Multi-Classification:

Given the dimensional information of the object, Identifying the shape of the object.
Identifying the different kinds of vehicles.
Based on the color intensities, Predicting the color type.

I hope the above examples given you the clear understanding about these two kinds of classification problems. In case you miss that, Below is the explanation about the two kinds of classification problems in detail.

Binary Classification Explanation:

In the binary classification task. The idea is to use the training data set and come up with any classification algorithm. In the later phase use the trained classifier to predict the target for the given features. The possible outcome for the target is one of the two different target classes.

If you see the above binary classification problem examples, In all the examples the predicting target is having only 2 possible outcomes. For email spam or not prediction, the possible 2 outcome for the target is email is spam or not spam.

On a final note, binary classification is the task of predicting the target class from two possible outcomes.

Multi-classification Explanation:

In the multi-classification problem, the idea is to use the training dataset to come up with any classification algorithm. Later use the trained classifier to predict the target out of more than 2 possible outcomes.

If you see the above multi-classification problem examples. In all the examples the predicting target is having more than 2 possible outcomes. For identifying the objects, the target object could be triangle, rectangle, square or any other shape. Likewise other examples too.

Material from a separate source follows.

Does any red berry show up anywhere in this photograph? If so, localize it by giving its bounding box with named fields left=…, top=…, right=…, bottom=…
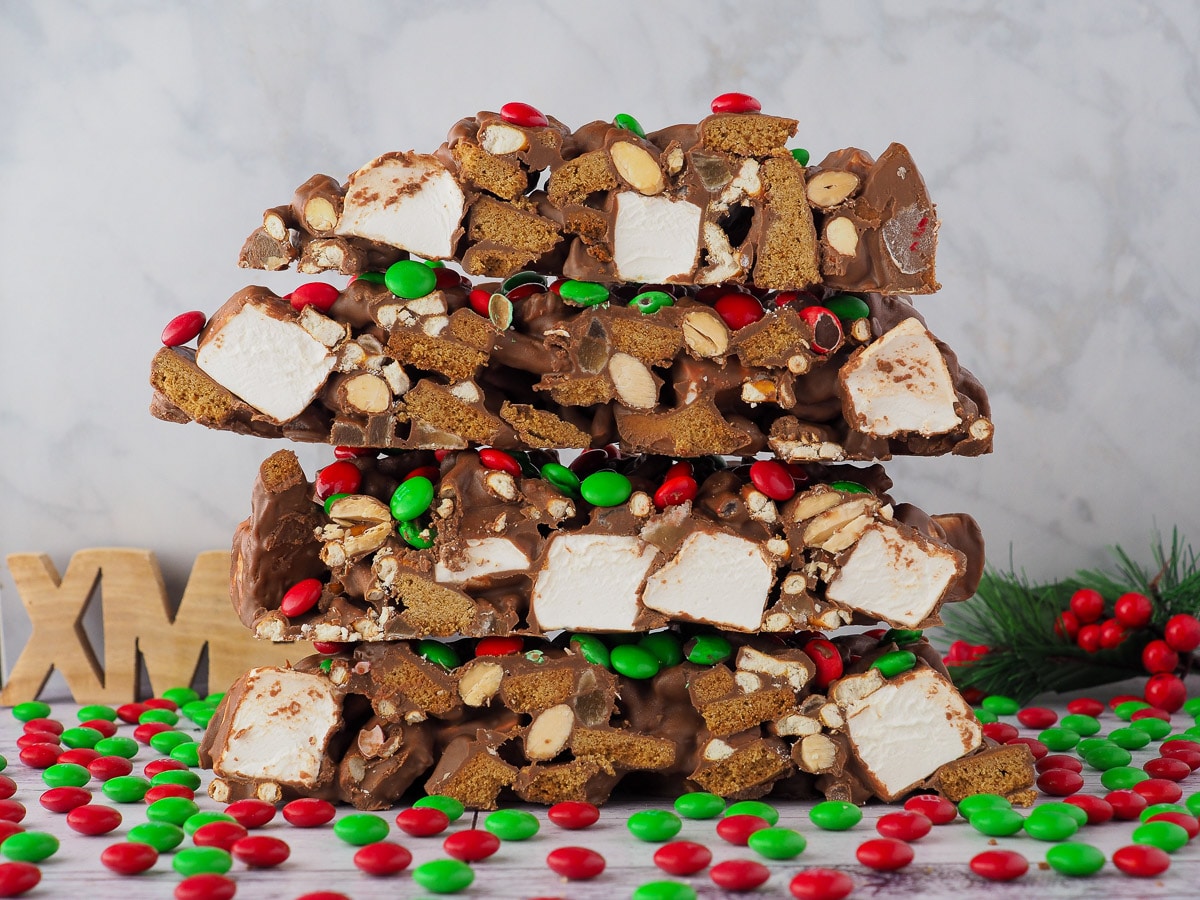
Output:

On a final note, multi-classification is the task of predicting the target class from more two possible outcomes.

I hope you are having the clear idea about the binary and multi-classification. Now let’s move on the Multinomial logistic regression.

Introduction to Multinomial Logistic regression

Multinomial logistic regression is the generalization of logistic regression algorithm. If the logistic regression algorithm used for the multi-classification task, then the same logistic regression algorithm called as the multinomial logistic regression.

The difference in the normal logistic regression algorithm and the multinomial logistic regression in not only about using for different tasks like binary classification or multi-classification task. In much deeper It’s all about using the different functions.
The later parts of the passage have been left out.